Estas operaciones, dirigidas por el secretario de Guerra Pete Hegseth, son presentadas por Washington como golpes al narcotráfico, pero han sido denunciadas por Caracas y criticadas por expertos legales.

El Comando Sur de EE.

UU. (SouthCom) ha informado de al menos 30 ataques desde septiembre, con un saldo que supera los 105 fallecidos.

Las operaciones, parte de la 'Operación Lanza del Sur', se han dirigido a embarcaciones 'de bajo perfil' que, según la inteligencia estadounidense, son operadas por 'Organizaciones Terroristas Designadas' y transitan por rutas conocidas de tráfico de drogas.

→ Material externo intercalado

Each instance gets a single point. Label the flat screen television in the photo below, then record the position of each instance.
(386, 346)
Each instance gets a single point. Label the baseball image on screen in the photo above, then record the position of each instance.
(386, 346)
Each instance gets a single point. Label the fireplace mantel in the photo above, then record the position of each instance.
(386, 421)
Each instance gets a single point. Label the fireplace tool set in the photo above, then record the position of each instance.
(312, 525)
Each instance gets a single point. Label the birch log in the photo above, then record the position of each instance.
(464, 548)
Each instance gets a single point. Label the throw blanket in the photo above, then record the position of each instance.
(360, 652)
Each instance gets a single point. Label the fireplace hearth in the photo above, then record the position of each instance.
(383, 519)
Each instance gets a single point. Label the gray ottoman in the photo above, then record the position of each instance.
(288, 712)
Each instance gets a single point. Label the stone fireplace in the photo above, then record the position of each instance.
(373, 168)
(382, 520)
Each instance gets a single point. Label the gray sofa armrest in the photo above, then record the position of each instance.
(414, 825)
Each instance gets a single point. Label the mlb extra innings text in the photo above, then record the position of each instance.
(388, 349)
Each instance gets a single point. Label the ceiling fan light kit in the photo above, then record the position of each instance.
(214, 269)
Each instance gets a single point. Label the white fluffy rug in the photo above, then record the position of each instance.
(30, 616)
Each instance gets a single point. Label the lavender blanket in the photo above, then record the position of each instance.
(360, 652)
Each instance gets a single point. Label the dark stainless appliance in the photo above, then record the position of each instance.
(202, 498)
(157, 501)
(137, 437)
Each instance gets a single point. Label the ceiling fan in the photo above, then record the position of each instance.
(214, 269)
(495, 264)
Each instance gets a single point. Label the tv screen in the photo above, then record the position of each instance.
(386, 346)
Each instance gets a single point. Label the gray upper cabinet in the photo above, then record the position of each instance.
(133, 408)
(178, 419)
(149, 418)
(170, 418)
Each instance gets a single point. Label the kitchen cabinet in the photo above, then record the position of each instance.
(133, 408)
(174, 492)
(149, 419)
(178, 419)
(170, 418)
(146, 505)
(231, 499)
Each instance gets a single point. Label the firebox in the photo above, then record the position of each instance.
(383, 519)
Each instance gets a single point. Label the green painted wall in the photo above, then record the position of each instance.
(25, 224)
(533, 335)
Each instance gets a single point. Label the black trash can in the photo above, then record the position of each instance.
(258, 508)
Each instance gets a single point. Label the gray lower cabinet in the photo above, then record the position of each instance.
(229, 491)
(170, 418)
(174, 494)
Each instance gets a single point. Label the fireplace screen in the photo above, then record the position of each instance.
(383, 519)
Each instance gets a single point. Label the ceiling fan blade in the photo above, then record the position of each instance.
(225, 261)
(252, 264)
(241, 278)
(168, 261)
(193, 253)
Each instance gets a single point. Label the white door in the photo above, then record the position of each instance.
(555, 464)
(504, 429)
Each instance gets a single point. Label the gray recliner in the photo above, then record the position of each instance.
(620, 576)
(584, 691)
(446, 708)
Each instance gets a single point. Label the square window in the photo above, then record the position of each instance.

Sin embargo, estas acciones han generado una fuerte controversia.

El gobierno de Maduro ha exigido pruebas y ha calificado los ataques como ejecuciones extrajudiciales, denunciando la destrucción de 28 embarcaciones.

Expertos en derecho internacional y miembros del Congreso estadounidense han expresado su preocupación, sosteniendo que los ataques podrían equivaler a crímenes de guerra, ya que se realizan sin un debido proceso y en un contexto que, según ellos, no califica como un conflicto armado bajo las normas internacionales. A pesar de las críticas, el presidente Trump ha insistido en que no necesita permiso del Congreso para llevar a cabo estas operaciones, argumentando que no son 'para tanto'.